RMSProp

From Adagrad to RMSProp

Adagrad’s accumulator \mathbf{s}_t = \sum_{\tau \le t} \mathbf{g}_\tau^2 grows without bound. The effective learning rate \eta / \sqrt{\mathbf{s}_t} collapses to zero — fine for convex / sparse problems, disastrous for deep non-convex training where the model never stops needing updates.

RMSProp

RMSProp (Hinton, 2012) replaces the running sum with an exponentially weighted average:

\mathbf{s}_t = \gamma \mathbf{s}_{t-1} + (1-\gamma) \mathbf{g}_t^2,\quad \mathbf{x}_t = \mathbf{x}_{t-1} - \frac{\eta}{\sqrt{\mathbf{s}_t + \epsilon}} \odot \mathbf{g}_t.

Finite memory: \sim 1/(1-\gamma) steps, typically \gamma = 0.9 → ~10 steps. Effective LR stops decaying; old gradient magnitudes are forgotten.

Decay coefficients

Visualize \gamma^t for several \gamma — choosing \gamma is choosing an effective time horizon:

from d2l import tensorflow as d2l
import tensorflow as tf
import math

Demo on the anisotropic quadratic:

d2l.set_figsize()
gammas = [0.95, 0.9, 0.8, 0.7]
for gamma in gammas:
    x = d2l.numpy(d2l.arange(40))
    d2l.plt.plot(x, (1-gamma) * gamma ** x, label=f'gamma = {gamma:.2f}')
d2l.plt.xlabel('time');

From-scratch RMSProp

Same skeleton as Adagrad, but the accumulator update is now an EMA. One extra hyperparameter (\gamma):

def rmsprop_2d(x1, x2, s1, s2):
    g1, g2, eps = 0.2 * x1, 4 * x2, 1e-6
    s1 = gamma * s1 + (1 - gamma) * g1 ** 2
    s2 = gamma * s2 + (1 - gamma) * g2 ** 2
    x1 -= eta / math.sqrt(s1 + eps) * g1
    x2 -= eta / math.sqrt(s2 + eps) * g2
    return x1, x2, s1, s2

def f_2d(x1, x2):
    return 0.1 * x1 ** 2 + 2 * x2 ** 2

eta, gamma = 0.4, 0.9
d2l.show_trace_2d(f_2d, d2l.train_2d(rmsprop_2d))

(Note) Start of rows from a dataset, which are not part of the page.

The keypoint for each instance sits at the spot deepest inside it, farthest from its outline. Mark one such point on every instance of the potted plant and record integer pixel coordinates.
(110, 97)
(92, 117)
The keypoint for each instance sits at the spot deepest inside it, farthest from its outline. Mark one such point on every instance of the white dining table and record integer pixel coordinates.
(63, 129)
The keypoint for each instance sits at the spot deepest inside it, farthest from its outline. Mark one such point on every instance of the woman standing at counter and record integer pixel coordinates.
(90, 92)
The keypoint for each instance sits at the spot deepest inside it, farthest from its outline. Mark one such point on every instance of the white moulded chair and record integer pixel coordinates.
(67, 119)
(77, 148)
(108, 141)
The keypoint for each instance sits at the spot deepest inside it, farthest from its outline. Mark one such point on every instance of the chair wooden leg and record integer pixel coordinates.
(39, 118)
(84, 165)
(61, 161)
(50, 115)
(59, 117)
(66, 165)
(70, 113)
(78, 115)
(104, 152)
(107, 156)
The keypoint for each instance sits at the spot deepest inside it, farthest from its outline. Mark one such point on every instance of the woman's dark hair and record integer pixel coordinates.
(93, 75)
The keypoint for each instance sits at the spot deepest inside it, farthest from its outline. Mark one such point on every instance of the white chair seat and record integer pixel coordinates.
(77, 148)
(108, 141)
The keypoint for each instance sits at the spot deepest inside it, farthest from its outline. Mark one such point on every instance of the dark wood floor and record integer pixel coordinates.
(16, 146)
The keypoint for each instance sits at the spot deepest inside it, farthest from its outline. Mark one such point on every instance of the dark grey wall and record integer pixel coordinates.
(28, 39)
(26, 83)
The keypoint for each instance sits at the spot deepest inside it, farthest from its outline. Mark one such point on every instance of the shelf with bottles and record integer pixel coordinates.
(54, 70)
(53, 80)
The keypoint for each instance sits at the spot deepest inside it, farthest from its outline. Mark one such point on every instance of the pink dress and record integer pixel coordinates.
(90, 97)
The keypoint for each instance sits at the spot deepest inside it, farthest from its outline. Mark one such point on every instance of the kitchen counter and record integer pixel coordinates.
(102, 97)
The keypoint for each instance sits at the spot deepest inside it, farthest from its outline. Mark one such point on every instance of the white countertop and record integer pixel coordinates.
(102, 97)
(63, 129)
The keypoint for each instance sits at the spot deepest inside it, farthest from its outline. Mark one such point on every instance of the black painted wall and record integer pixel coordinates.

epoch 20, x1: -0.010599, x2: 0.000000
def init_rmsprop_states(feature_dim):
    s_w = tf.Variable(d2l.zeros((feature_dim, 1)))
    s_b = tf.Variable(d2l.zeros(1))
    return (s_w, s_b)
def rmsprop(params, grads, states, hyperparams):
    gamma, eps = hyperparams['gamma'], 1e-6
    for p, s, g in zip(params, states, grads):
        s[:].assign(gamma * s + (1 - gamma) * tf.math.square(g))
        p[:].assign(p - hyperparams['lr'] * g / tf.math.sqrt(s + eps))
data_iter, feature_dim = d2l.get_data_ch11(batch_size=10)
d2l.train_ch11(rmsprop, init_rmsprop_states(feature_dim),
               {'lr': 0.01, 'gamma': 0.9}, data_iter, feature_dim);

loss: 0.248, 1.209 sec/epoch

Concise: framework RMSProp

trainer = tf.keras.optimizers.RMSprop
d2l.train_concise_ch11(trainer, {'learning_rate': 0.01, 'rho': 0.9},
                       data_iter)

loss: 0.245, 1.373 sec/epoch

Recap

  • RMSProp = Adagrad with the accumulator replaced by an EMA: \mathbf{s}_t = \gamma \mathbf{s}_{t-1} + (1-\gamma) \mathbf{g}_t^2.
  • Standard \gamma = 0.9 → ~10-step effective window.
  • Effective learning rate doesn’t collapse, so usable in deep non-convex training.
  • Adam = RMSProp + momentum on the gradient (with bias correction). Coming up.